W czwartek (12 maja) suwalscy policjanci otrzymali zgłoszenie o próbie oszustwa. Tym razem przestępcy podawali się za prokuratora i policjantów. Najpierw na telefon stacjonarny małżeństwa z Suwałk zadzwonił rzekomy prokurator twierdząc, że ich konto bankowe jest zagrożone. Kiedy 88-latek zażądał potwierdzenia, że faktycznie rozmawia z prokuratorem oszust zaproponował, że może potwierdzić jego wiarygodność pod numerem 997. Wówczas senior, nie rozłączając się, wybrał wskazany numer telefonu.
Tam fałszywy dyżurny potwierdził, że taki prokurator faktycznie istnieje. Ta informacja przekonała 88-latka do współpracy z oszustami. Senior od tej pory wykonywał ich wszystkie polecenia. Chcąc chronić swoje oszczędności poszedł do banku i wypłacił z konta ponad 21 tysięcy złotych. Zgodnie ze wskazówkami fałszywego prokuratora miał je następnie przekazać policjantowi.
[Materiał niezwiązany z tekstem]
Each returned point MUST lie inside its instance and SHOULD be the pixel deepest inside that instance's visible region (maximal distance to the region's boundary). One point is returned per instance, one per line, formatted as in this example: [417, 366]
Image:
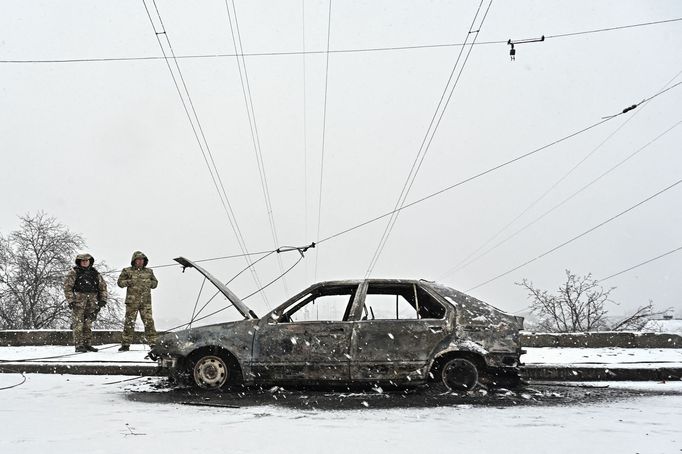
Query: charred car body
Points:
[396, 332]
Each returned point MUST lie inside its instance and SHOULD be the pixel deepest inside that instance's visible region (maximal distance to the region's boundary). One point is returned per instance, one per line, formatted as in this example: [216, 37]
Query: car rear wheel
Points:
[459, 374]
[210, 372]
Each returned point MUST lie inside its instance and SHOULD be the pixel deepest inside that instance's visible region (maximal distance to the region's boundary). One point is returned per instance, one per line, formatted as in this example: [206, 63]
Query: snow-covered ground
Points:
[612, 356]
[622, 357]
[63, 353]
[85, 414]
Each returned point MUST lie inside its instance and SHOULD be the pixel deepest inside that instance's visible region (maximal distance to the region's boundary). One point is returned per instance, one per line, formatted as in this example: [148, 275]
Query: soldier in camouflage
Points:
[86, 293]
[138, 280]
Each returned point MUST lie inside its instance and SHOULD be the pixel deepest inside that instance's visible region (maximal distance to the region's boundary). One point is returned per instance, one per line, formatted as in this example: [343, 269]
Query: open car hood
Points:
[234, 299]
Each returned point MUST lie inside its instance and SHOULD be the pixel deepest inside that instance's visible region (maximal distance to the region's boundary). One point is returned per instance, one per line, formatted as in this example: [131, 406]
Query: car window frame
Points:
[448, 310]
[296, 302]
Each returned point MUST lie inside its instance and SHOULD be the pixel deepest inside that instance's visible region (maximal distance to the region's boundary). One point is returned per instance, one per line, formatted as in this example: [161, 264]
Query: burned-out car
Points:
[378, 331]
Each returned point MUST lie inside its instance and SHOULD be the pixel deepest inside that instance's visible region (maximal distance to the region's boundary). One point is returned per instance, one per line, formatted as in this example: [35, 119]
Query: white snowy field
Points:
[62, 354]
[83, 414]
[612, 356]
[622, 357]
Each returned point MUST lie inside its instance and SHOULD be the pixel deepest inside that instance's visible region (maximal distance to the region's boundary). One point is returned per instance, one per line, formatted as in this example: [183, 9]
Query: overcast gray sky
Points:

88-latek udał się we wskazane miejsce. Na parkingu w centrum miasta spotkał mężczyznę, który odezwał się do niego ustalonym hasłem. Senior na szczęście był czujny i poprosił rzekomego policjanta o pokazanie legitymacji służbowej. W ten sposób pokrzyżował plany oszustom, bo mężczyzna nie miał takiego dokumentu.
88-latek nie przekazał mu pieniędzy, tylko wrócił do domu i powiadomił suwalskich policjantów.